Reflexión sobre los viajes en micro.

Ante el dolor del accidente de Mendoza, qué nos queda sino reflexionar. Volvieron a morir niños que andan por las rutas. En poco tiempo volvemos a olvidarnos. Algo me dice que lo que hablábamos ayer de la ignorancia voluntaria es lo que nos lleva a todo lo que nos pasa. A TODO, A TODO. Una especie de estado de comodidad. Si se te ocurre preguntar alguien va a decir, - pero no ves que nos lleva Don Pedro y su hijo, son buenos tipos, nos hace buen precio.

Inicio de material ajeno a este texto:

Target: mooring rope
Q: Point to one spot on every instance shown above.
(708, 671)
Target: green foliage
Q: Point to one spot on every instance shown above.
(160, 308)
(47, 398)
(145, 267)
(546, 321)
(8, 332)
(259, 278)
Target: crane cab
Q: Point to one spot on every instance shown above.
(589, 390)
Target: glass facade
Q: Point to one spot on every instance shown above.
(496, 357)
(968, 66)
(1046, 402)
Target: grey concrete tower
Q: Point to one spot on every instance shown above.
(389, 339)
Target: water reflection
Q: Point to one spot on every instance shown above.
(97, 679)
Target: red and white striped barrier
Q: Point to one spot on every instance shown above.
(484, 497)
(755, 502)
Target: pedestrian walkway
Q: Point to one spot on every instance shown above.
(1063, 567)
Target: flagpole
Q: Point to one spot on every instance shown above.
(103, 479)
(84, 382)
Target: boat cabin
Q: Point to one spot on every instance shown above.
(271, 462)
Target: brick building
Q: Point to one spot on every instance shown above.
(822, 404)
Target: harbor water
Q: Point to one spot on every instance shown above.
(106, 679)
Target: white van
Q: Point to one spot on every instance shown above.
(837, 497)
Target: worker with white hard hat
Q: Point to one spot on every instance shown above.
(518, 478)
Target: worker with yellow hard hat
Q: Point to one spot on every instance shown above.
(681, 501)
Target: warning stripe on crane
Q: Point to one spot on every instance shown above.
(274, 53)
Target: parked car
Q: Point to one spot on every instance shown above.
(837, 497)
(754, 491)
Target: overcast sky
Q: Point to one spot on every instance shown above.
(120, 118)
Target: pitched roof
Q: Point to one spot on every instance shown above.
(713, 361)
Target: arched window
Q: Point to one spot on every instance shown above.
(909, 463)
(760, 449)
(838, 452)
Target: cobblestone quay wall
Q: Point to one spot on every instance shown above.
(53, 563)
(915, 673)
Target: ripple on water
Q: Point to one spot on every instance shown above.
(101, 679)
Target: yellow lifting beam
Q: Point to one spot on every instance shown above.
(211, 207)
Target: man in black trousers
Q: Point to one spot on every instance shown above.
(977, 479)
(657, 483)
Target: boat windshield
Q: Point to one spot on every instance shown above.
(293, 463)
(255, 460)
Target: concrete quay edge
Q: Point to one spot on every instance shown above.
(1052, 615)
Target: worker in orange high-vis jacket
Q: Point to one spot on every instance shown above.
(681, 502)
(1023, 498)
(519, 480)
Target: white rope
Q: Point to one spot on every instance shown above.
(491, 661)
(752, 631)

Cómo vas a preguntar si tiene los papeles en orden?. Cómo vamos a pedir si reúnen las pruebas de control vehicular?. La habilitación?. No, no lo vamos a hacer... Si nos sale poco y los chicos así pueden hacer el viaje. Y no lo critico porque suceda ahora. Hace muchos años, viajamos en un colectivo que nos recomendaron y como los asientos no eran suficientes, llevamos reposeras que pusimos en los pasillos y así viajamos a Buenos Aires. No nos pasó nada. Pero era tanta nuestra alegría de poder ir que a quién se le iba a ocurrir pedir algún comprobante. Es lo que se consiguió.Y si el organizador del viaje  nos dice que está todo en orden?, cómo lo vamos a poner en cuestión y pedir los comprobantes. Una de esas si preguntamos nos quedamos sin el viaje... (sic).
Los micros que salen de las puertas de las escuelas, de las iglesias, de los clubes, de una estación de servicio, quién los controla?. Una vez que estamos en las rutas  entramos a la ruleta rusa. Pero es igual que los pollos que tienen antibióticos y hormonas. Nadie nos cambia la cabeza. Imposible. Es más fuerte que nosotros.
Qué en paz descansen y comparto el dolor de sus familias. Estamos frente a máquinas de matar y no somos conscientes de quién las maneja.